Another explanation for the relatively modest impact of extant obesity prevention programs is that environmental factors, such as the availability of high fat foods and a scarcity of pleasant places to exercise in many communities, play a key role in obesity promotion (Wadden et al., 2002). If this model is correct, it will be important to attempt to directly manipulate these environmental factors in future obesity prevention trials.

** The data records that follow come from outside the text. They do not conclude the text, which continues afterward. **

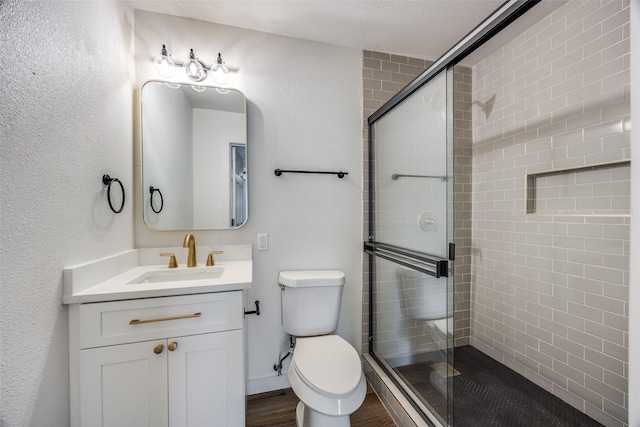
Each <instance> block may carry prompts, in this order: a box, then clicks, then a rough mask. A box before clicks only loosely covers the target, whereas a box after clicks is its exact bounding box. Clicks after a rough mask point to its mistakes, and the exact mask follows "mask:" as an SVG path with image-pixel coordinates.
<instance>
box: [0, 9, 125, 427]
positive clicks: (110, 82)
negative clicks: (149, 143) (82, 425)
mask: <svg viewBox="0 0 640 427" xmlns="http://www.w3.org/2000/svg"><path fill="white" fill-rule="evenodd" d="M130 20H131V15H130V13H127V12H126V11H125V10H124V9H123V8H122V5H121V3H120V2H54V1H47V2H21V1H3V2H0V28H1V30H0V70H1V71H0V72H1V76H0V123H2V125H1V126H0V143H1V144H2V151H1V163H0V165H1V167H0V197H1V200H0V213H1V218H2V221H1V232H2V240H1V242H2V243H1V252H0V256H1V258H0V261H1V267H2V268H1V270H0V293H1V302H0V307H1V311H0V312H1V313H2V317H1V324H0V326H1V331H2V342H1V345H0V355H1V356H0V360H1V367H0V375H1V376H2V390H1V394H0V408H1V409H0V425H2V426H7V427H9V426H59V427H63V426H67V425H68V424H69V397H68V396H69V387H68V339H67V337H68V332H67V310H66V308H65V307H64V306H63V305H62V298H61V297H62V270H63V268H64V267H65V266H69V265H73V264H77V263H81V262H85V261H89V260H92V259H95V258H100V257H103V256H106V255H109V254H113V253H116V252H120V251H123V250H127V249H131V248H132V247H133V209H132V206H133V204H132V189H133V182H132V159H131V151H132V119H131V111H132V101H131V91H132V79H133V68H132V67H131V57H132V53H131V50H130V46H131V31H132V30H131V28H130ZM105 173H108V174H110V175H112V176H114V177H117V178H119V179H121V180H122V182H123V183H124V187H125V189H126V191H127V200H126V204H125V206H124V210H123V212H122V213H121V214H119V215H115V214H113V213H112V212H111V211H110V210H109V206H108V204H107V200H106V193H105V188H104V185H103V184H102V182H101V177H102V175H103V174H105Z"/></svg>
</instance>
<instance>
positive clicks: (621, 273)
mask: <svg viewBox="0 0 640 427" xmlns="http://www.w3.org/2000/svg"><path fill="white" fill-rule="evenodd" d="M472 69H473V72H472V77H473V99H474V100H475V101H474V104H475V103H476V101H477V102H479V103H486V102H487V100H491V99H493V110H492V111H491V113H490V114H486V113H485V112H484V111H482V110H481V108H480V106H478V105H474V108H473V119H472V123H473V155H472V169H473V174H472V183H471V186H472V189H473V190H472V198H473V201H472V215H473V219H472V226H471V229H472V248H473V250H472V262H471V266H472V267H471V276H472V279H471V289H472V292H471V300H472V302H471V313H472V314H471V316H472V320H471V344H472V345H473V346H475V347H477V348H478V349H480V350H482V351H483V352H485V353H487V354H489V355H490V356H492V357H494V358H495V359H497V360H499V361H501V362H502V363H504V364H505V365H507V366H509V367H511V368H512V369H514V370H516V371H517V372H519V373H521V374H522V375H524V376H525V377H527V378H529V379H531V380H532V381H533V382H535V383H536V384H538V385H540V386H541V387H543V388H545V389H547V390H549V391H550V392H552V393H553V394H555V395H556V396H558V397H560V398H562V399H563V400H565V401H566V402H568V403H569V404H571V405H573V406H574V407H576V408H578V409H580V410H581V411H583V412H585V413H586V414H587V415H589V416H591V417H593V418H594V419H596V420H598V421H599V422H601V423H602V424H604V425H606V426H625V425H627V408H628V404H629V402H628V394H627V374H628V360H627V344H628V317H627V316H628V307H629V304H628V286H629V283H628V277H629V275H628V269H629V218H628V217H625V216H624V214H628V209H629V177H628V167H627V168H604V169H598V170H596V171H595V173H594V174H579V173H574V174H564V175H547V176H542V178H541V179H538V183H537V186H538V190H540V192H539V193H538V194H537V197H538V198H537V200H536V202H537V206H536V208H537V209H541V210H544V211H546V213H549V214H550V213H555V214H556V215H527V214H526V212H525V210H526V208H525V198H526V197H527V194H526V192H525V183H526V175H527V174H537V173H540V172H547V171H553V170H558V169H565V168H579V167H583V166H589V165H593V164H598V163H605V162H616V161H624V160H626V159H628V158H629V157H630V149H631V145H630V138H629V130H630V121H629V114H630V113H629V111H630V107H629V105H630V99H629V75H630V69H629V5H628V1H622V0H616V1H590V0H587V1H579V0H572V1H570V2H567V3H566V4H565V5H563V6H561V7H560V8H558V9H557V10H556V11H555V12H553V13H552V14H551V15H549V16H547V17H545V18H544V19H542V20H541V21H540V22H538V23H537V24H535V25H534V26H532V27H531V28H529V29H527V30H526V31H525V32H524V33H522V34H520V35H519V36H517V37H515V38H513V39H512V40H511V41H510V42H509V43H507V44H505V45H504V46H502V47H501V48H499V49H498V50H496V51H495V52H494V53H492V54H490V55H487V56H485V58H484V59H483V60H482V61H481V62H480V63H478V64H476V65H475V66H473V67H472ZM551 181H553V182H551ZM543 184H548V187H544V185H543ZM552 186H555V188H551V187H552ZM529 195H531V194H529ZM581 213H584V214H589V215H595V216H588V215H584V216H581V215H579V214H581ZM566 214H571V216H568V215H566ZM597 214H602V216H597ZM611 214H622V215H621V216H618V217H615V216H607V215H611Z"/></svg>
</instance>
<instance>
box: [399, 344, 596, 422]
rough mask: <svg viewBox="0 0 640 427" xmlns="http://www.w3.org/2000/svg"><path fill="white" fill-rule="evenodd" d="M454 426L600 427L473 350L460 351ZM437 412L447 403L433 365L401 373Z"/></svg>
mask: <svg viewBox="0 0 640 427" xmlns="http://www.w3.org/2000/svg"><path fill="white" fill-rule="evenodd" d="M454 362H455V368H456V370H457V371H458V372H460V375H457V376H455V377H453V378H454V383H453V389H454V410H453V425H454V426H456V427H457V426H460V427H488V426H498V427H539V426H545V427H573V426H574V427H599V426H600V427H601V426H602V425H601V424H600V423H598V422H597V421H595V420H593V419H592V418H590V417H588V416H587V415H585V414H583V413H582V412H580V411H578V410H577V409H575V408H573V407H572V406H570V405H568V404H567V403H565V402H563V401H562V400H560V399H559V398H557V397H556V396H554V395H553V394H551V393H549V392H547V391H545V390H544V389H542V388H541V387H539V386H537V385H536V384H534V383H532V382H531V381H529V380H528V379H526V378H525V377H523V376H522V375H520V374H518V373H516V372H515V371H513V370H511V369H509V368H508V367H506V366H504V365H503V364H501V363H499V362H497V361H495V360H494V359H492V358H491V357H489V356H487V355H485V354H484V353H482V352H481V351H479V350H477V349H475V348H473V347H471V346H464V347H456V349H455V353H454ZM396 369H397V370H398V371H399V372H400V374H401V375H402V376H403V377H405V379H407V380H409V381H411V383H412V384H413V389H414V391H416V392H417V393H419V394H421V395H423V396H424V397H425V399H426V400H427V401H428V402H429V403H430V404H431V406H432V407H433V409H434V410H436V412H438V413H441V414H444V413H446V406H445V405H446V401H445V399H444V397H443V396H442V395H441V394H440V393H439V392H438V391H437V390H436V389H435V388H434V387H433V386H432V385H431V383H430V381H429V375H430V373H431V371H432V369H431V362H421V363H417V364H414V365H407V366H402V367H397V368H396Z"/></svg>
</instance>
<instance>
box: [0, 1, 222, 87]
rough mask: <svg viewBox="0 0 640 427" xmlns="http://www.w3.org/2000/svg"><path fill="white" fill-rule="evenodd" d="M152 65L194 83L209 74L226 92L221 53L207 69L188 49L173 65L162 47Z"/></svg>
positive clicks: (161, 69)
mask: <svg viewBox="0 0 640 427" xmlns="http://www.w3.org/2000/svg"><path fill="white" fill-rule="evenodd" d="M0 1H2V0H0ZM153 65H154V68H155V70H156V72H157V73H158V74H159V75H160V76H161V77H164V78H172V77H174V75H175V71H176V69H177V68H179V67H181V68H182V69H183V70H184V72H185V75H186V77H187V78H188V79H189V80H191V81H194V82H196V83H199V82H202V81H204V80H205V79H206V78H207V77H208V76H209V74H211V76H212V78H213V82H214V83H215V84H216V85H218V86H222V87H221V88H216V89H219V90H218V91H219V92H220V93H227V92H228V90H227V89H226V88H225V86H226V85H227V82H228V73H229V69H228V68H227V67H226V65H224V61H223V60H222V54H221V53H218V58H217V59H216V62H215V64H214V65H213V66H211V68H209V67H207V66H206V65H205V64H204V62H202V61H201V60H200V59H199V58H197V57H196V55H195V53H194V52H193V49H190V51H189V59H188V60H186V61H185V62H184V63H183V64H180V63H175V62H174V61H173V60H172V59H171V55H170V54H169V53H168V52H167V47H166V46H165V45H162V50H161V51H160V55H159V56H158V57H156V58H155V59H154V61H153ZM167 86H169V87H171V88H175V87H180V85H178V84H176V83H170V82H167ZM192 87H193V89H194V90H196V91H202V90H204V89H200V87H199V86H197V85H192Z"/></svg>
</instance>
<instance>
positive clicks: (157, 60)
mask: <svg viewBox="0 0 640 427" xmlns="http://www.w3.org/2000/svg"><path fill="white" fill-rule="evenodd" d="M175 66H176V64H175V63H174V62H173V60H172V59H171V57H170V56H169V54H168V53H167V48H166V46H165V45H162V50H161V51H160V55H158V56H157V57H156V59H154V60H153V67H154V68H155V70H156V72H157V73H158V74H159V75H160V76H161V77H165V78H168V79H169V78H171V77H173V73H174V71H175Z"/></svg>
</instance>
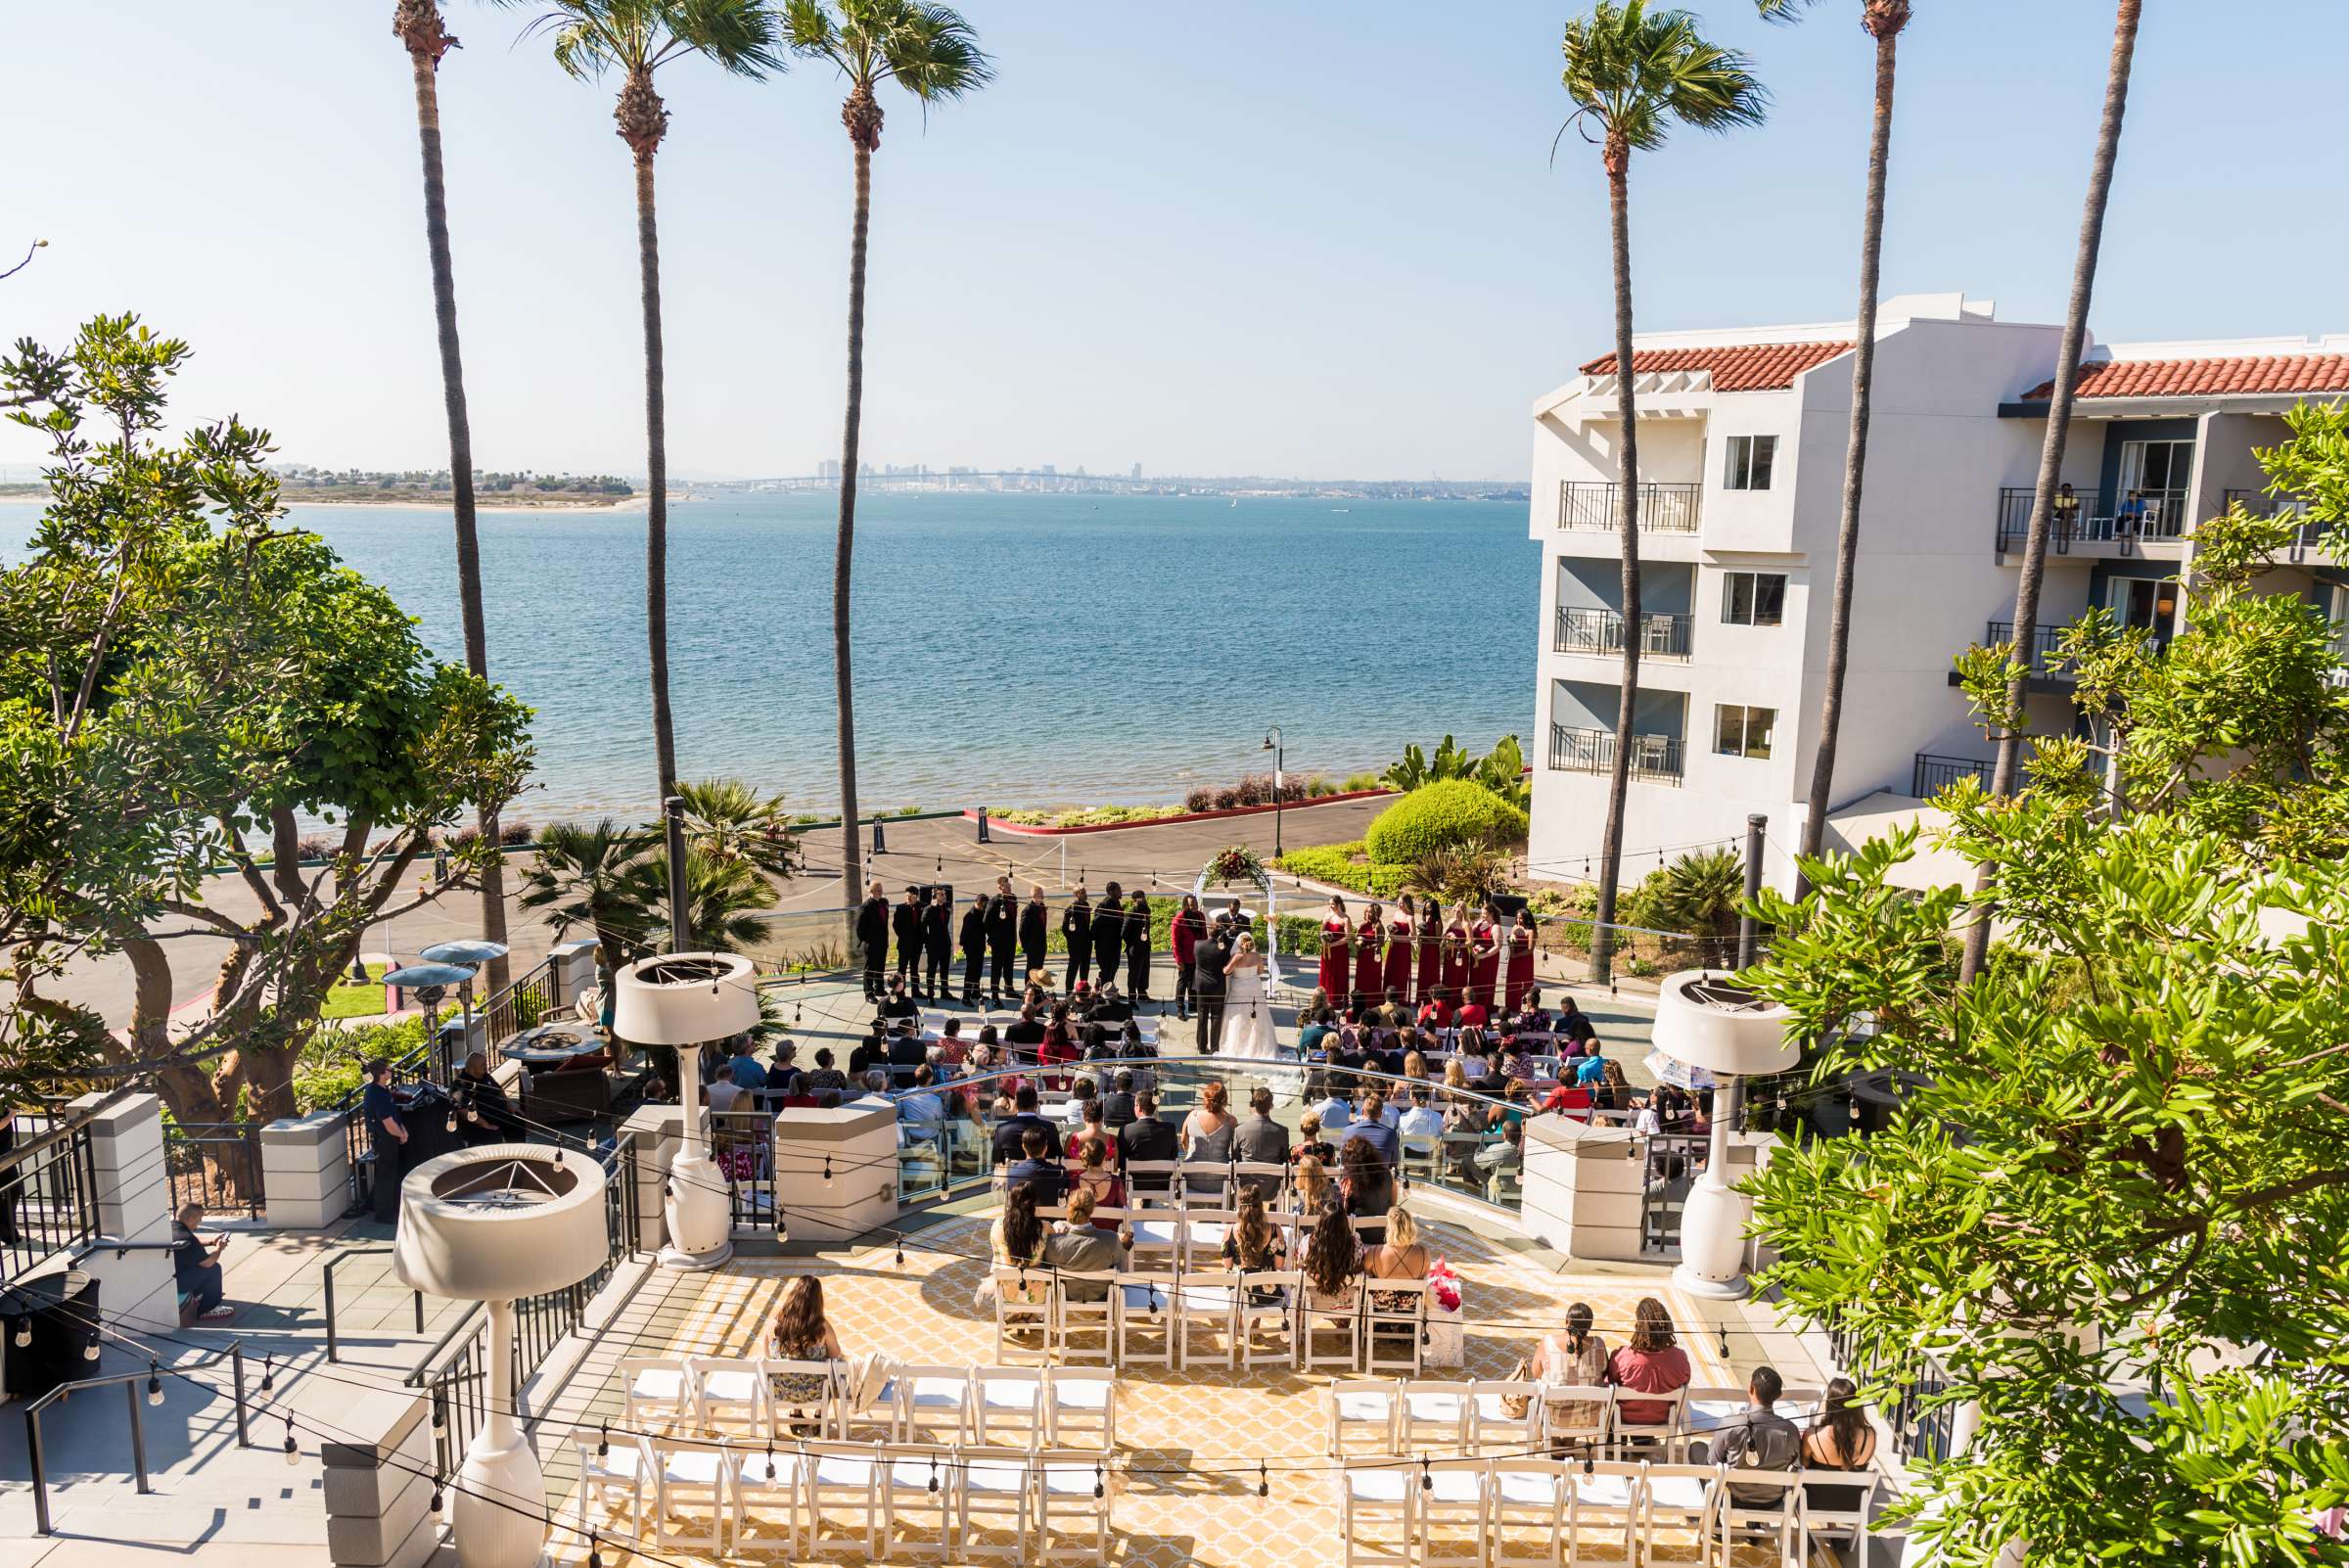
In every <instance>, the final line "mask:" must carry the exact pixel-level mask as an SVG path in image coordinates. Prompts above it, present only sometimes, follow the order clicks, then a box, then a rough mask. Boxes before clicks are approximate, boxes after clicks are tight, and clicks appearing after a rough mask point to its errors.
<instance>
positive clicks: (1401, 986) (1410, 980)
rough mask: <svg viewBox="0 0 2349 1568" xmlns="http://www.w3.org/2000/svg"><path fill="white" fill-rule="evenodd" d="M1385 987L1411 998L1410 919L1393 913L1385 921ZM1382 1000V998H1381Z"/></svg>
mask: <svg viewBox="0 0 2349 1568" xmlns="http://www.w3.org/2000/svg"><path fill="white" fill-rule="evenodd" d="M1386 988H1388V991H1393V993H1395V995H1400V998H1402V1000H1405V1002H1409V1000H1412V920H1409V915H1395V918H1393V920H1388V922H1386ZM1381 1000H1384V998H1381Z"/></svg>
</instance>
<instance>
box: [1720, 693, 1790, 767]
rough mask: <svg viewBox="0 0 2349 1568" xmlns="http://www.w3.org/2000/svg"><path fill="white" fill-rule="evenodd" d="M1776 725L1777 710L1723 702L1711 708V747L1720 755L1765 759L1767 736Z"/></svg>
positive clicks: (1768, 748)
mask: <svg viewBox="0 0 2349 1568" xmlns="http://www.w3.org/2000/svg"><path fill="white" fill-rule="evenodd" d="M1776 728H1778V709H1748V707H1738V704H1734V702H1724V704H1719V707H1715V709H1712V749H1715V751H1719V753H1722V756H1752V758H1769V737H1771V732H1773V730H1776Z"/></svg>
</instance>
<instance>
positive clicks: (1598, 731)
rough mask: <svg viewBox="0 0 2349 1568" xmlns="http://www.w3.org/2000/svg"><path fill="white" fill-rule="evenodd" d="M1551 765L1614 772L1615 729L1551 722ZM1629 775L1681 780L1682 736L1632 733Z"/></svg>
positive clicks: (1630, 737)
mask: <svg viewBox="0 0 2349 1568" xmlns="http://www.w3.org/2000/svg"><path fill="white" fill-rule="evenodd" d="M1550 768H1555V770H1557V772H1614V730H1579V728H1569V725H1562V723H1553V725H1550ZM1630 777H1635V779H1647V782H1651V784H1680V737H1677V735H1633V737H1630Z"/></svg>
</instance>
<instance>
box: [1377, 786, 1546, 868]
mask: <svg viewBox="0 0 2349 1568" xmlns="http://www.w3.org/2000/svg"><path fill="white" fill-rule="evenodd" d="M1525 831H1527V819H1525V812H1520V810H1517V807H1515V805H1510V803H1508V800H1503V798H1501V796H1496V793H1492V791H1489V789H1485V786H1482V784H1475V782H1470V779H1445V782H1442V784H1426V786H1421V789H1414V791H1412V793H1407V796H1402V798H1400V800H1395V803H1393V805H1388V807H1386V810H1384V812H1379V817H1377V819H1374V822H1372V824H1369V833H1367V838H1365V840H1362V843H1365V845H1367V847H1369V859H1374V861H1381V864H1391V866H1407V864H1416V861H1419V859H1421V857H1426V854H1433V852H1435V850H1445V847H1452V845H1461V843H1468V840H1470V838H1485V840H1489V843H1517V840H1522V838H1525Z"/></svg>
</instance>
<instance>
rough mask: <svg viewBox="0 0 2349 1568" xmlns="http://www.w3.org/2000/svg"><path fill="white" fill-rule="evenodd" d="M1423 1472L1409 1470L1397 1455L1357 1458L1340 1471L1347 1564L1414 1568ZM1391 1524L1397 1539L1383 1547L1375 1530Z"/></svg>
mask: <svg viewBox="0 0 2349 1568" xmlns="http://www.w3.org/2000/svg"><path fill="white" fill-rule="evenodd" d="M1416 1495H1419V1474H1416V1467H1412V1474H1405V1465H1402V1462H1400V1460H1398V1458H1393V1455H1384V1458H1353V1460H1346V1462H1344V1465H1341V1467H1339V1472H1337V1512H1339V1540H1341V1542H1344V1547H1341V1552H1344V1554H1341V1566H1344V1568H1409V1561H1412V1523H1414V1519H1416V1509H1414V1507H1412V1500H1414V1498H1416ZM1381 1526H1386V1528H1388V1530H1393V1537H1391V1540H1388V1542H1384V1545H1381V1540H1377V1537H1374V1535H1372V1530H1377V1528H1381Z"/></svg>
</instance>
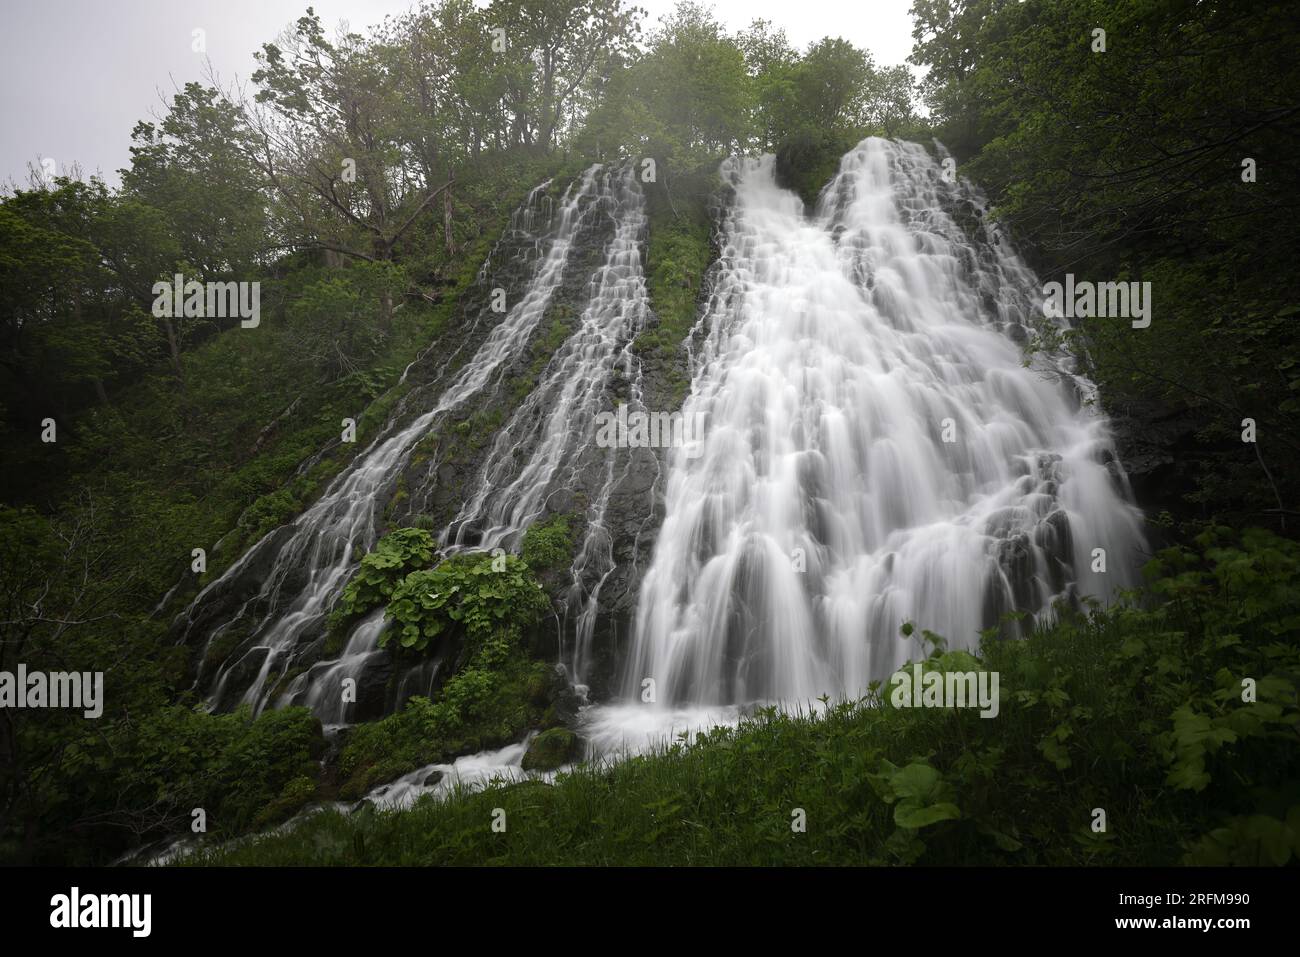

In sum, this meta-analytic review suggests that most interventions do not produce the hypothesized weight gain prevention effects and that the overall average intervention effect was small. Findings also indicated that for most programs that produced significant weight gain prevention effects, the effect sizes are clinically meaningful, but usually confined to pre to post effects. Additionally, results indicated that several prevention programs targeting a variety of health behaviors, such as eating pathology and smoking, produced weight gain prevention effects. These findings are encouraging because they suggests that there may be many efficacious approaches to reducing risk for weight gain and because some of these interventions produce intervention effects for multiple health behaviors. Results did not provide support for several factors that have been hypothesized to differentiate effective from ineffective prevention programs, but did suggest that larger weight gain prevention effects were observed for programs targeting children and adolescents (versus preadolescents), females, and self-presenting samples, programs that were relatively brief, programs solely targeting weight control versus other health behaviors (e.g., hypertension), and programs evaluated in pilot trials. Future trials should follow-up promising findings and address methodological limitations of this literature (including the scarcity of long-term follow-up). Although significant progress has been made with regard to preventing this burgeoning public health problem, considerable work lies ahead.
We are very grateful to Amy Greenwold, Krista Heim, and David Huh for their assistance with the literature search and manuscript preparation.
1We did not focus on effect sizes, such as Cohen’s (1988) d, which focus on posttest mean differences across conditions without correcting for pretest mean differences. Such effect sizes estimates are not able to rule out the possibility that differences at baseline between the conditions, even if non-significant, artificially amplified or attenuated effect size estimates. This theoretically has the effect of introducing greater error variance in effect sizes estimates and therefore decreases power in analyses testing heterogeneity of treatment effects and moderators of treatment effects.
2It might be noted that only 55% of the trials that did not use random assignment to condition used matching to create the groups, suggesting that the variable reflecting random assignment was not simply a surrogate for matching, which would have complicated the interpretation of the former moderator.
3Even though there were only two unpublished trials included in the present meta-analysis, we confirmed that there was no evidence that the unpublished studies had significant different effect sizes relative to published studies (z = .03, p = .82, β = .03).
Preparation of this manuscript was supported by a research grants (MH/DK61957 and MH70699) from the National Institutes of Health.